So I recently wanted to clarify my thinking about two commonly used error metrics for evaluating regression models - mean absolute error (MAE) and root mean squared error (RMSE). These metrics accomplish similar tasks, but each have their own advantages. Let $\mathcal{E} = (e_1,\ldots,e_n)^T$ be the model errors over the test data $(x_i,y_i)$. MAE is a straightforward mean of the absolute value of the errors, $\frac{1}{n}\sum_{i=1}^n |e_i|$. RMSE is the square root of the mean of the squared errors, $\sqrt{ \frac{1}{n}\sum_{i=1}^n e_i^2 \,}$.
Both of these metrics have several nice properties. In both cases, the positive and negative errors cannot cancel out. Also, both metrics have the nice property that their units are the same as those of the output variable $y$. So how are they different?
Well, the mean absolute error makes more intuitive sense. I do have to grasp a little more to understand RMSE. RMSE does have an interesting advantange of its own: when used as a loss function in a Machine Learning model, it is easy to take its derivatives.

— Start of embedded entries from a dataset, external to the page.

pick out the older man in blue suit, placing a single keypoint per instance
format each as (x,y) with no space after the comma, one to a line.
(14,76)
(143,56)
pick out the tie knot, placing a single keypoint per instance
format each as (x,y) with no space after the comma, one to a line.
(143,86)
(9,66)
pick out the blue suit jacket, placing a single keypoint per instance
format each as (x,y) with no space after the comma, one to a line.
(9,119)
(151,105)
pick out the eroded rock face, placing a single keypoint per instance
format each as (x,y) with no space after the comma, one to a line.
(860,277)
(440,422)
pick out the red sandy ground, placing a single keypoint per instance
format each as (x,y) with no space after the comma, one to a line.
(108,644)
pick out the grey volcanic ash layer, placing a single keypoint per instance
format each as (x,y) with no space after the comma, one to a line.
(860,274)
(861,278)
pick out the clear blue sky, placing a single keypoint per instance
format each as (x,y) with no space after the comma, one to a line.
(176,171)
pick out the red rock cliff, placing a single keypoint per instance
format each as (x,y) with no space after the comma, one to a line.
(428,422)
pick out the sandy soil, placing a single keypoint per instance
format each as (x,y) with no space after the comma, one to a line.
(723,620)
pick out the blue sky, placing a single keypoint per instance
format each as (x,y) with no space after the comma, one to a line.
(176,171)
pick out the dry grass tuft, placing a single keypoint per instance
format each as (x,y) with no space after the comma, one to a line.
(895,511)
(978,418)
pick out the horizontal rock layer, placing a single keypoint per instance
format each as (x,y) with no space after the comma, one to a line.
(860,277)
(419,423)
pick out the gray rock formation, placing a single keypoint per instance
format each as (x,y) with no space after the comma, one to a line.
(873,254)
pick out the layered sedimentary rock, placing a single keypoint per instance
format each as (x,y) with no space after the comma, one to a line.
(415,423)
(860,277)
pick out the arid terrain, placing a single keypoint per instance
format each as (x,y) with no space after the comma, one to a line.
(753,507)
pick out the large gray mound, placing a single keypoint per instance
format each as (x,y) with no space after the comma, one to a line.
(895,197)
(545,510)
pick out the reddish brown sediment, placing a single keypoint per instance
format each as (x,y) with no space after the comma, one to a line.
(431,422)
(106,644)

To find more about how these two metrics compare, let's look at several inequalities for norms: $$\|\mathcal{E}\|_2 \leq \|\mathcal{E}\|_1 \leq \sqrt{n}\|\mathcal{E}\|_2.$$ Since $MAE = \frac{1}{n}\|\mathcal{E}\|_1$ and $RMSE = \frac{1}{\sqrt{n}}\|\mathcal{E}\|_2$, we can find two inequalities for these metrics: \begin{eqnarray} RMSE &\geq & MAE, \\ RMSE &\leq & \sqrt{n}\, MAE. \end{eqnarray}
So to summarize, root mean squared error is always bigger than mean absolute error. The second inequality above points toward an interesting tendency of root mean squared error: RMSE tends to grow as the size of the dataset grows. Something to be aware of, and not necessarily freak out about. Outliers in the data tend to affect RMSE more. Chai and Draxley (2014) have a great paper for further reading on this topic: RMSE or MAE? - Arguments against avoiding RMSE in the literature.